Let the 3 Plonk columns witnesses be $w_L, w_R$ and $w_O$, referring to left, right and output. Together with coefficients $c_L, c_R, c_O, c_M, c_S$ for left, right, output, multiplication and scalar, one can express generic arithmetic operations as $0 = c_L \cdot w_L + c_R \cdot w_R + c_O \cdot w_O + c_M \cdot w_L \cdot w_R + c_S$.
Coefficients act as binary selectors, except for the scalar coefficient that can be any constant. For example, additions can be represented by toggling off the multiplication selector $c_M$.
Going back to the main motivation of the scheme, recall that we wanted to check that certain equations hold in a given set of numbers.

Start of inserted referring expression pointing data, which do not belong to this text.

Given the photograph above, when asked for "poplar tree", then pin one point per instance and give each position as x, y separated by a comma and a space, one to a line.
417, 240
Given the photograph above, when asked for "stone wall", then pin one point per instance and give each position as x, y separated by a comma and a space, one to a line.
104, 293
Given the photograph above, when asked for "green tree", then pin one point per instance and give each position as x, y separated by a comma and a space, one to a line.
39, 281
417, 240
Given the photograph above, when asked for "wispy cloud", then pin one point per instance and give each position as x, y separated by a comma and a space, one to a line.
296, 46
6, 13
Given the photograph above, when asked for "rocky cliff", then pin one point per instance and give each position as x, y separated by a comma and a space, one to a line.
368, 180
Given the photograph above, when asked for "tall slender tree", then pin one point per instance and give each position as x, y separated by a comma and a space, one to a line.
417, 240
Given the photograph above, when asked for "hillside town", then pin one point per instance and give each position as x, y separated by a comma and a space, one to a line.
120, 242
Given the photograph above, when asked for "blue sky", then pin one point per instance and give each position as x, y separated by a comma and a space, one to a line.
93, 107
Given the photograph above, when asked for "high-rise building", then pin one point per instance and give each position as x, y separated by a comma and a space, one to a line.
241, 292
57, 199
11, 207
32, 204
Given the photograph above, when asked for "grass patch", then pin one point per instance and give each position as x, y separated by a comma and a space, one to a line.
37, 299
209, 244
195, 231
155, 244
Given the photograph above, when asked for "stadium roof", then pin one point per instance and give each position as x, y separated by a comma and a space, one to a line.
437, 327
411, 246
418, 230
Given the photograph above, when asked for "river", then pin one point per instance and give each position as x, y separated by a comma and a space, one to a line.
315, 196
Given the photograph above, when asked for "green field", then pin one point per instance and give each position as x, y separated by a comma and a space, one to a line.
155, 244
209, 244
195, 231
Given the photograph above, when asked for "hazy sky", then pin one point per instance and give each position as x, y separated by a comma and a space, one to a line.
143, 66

Here’s where this claim starts to make sense. The total number of rows in the execution trace will give us a domain. That is, we define a mapping between each of the row indices of the execution trace and the elements of a multiplicative group $\mathbb{G}$ with as many elements as rows in the table. Two things to note here. First, if no such group exists we can pad with zeroes. Second, any multiplicative group has a generator $g$ whose powers generate the whole group. Then we can assign to each row a power of $g$. Why do we want to do this? Because this will be the set over which we want to check our equations: we can transform a claim about the elements of a group to a claim like “these properties hold for each of the rows of this table”. Interesting, right?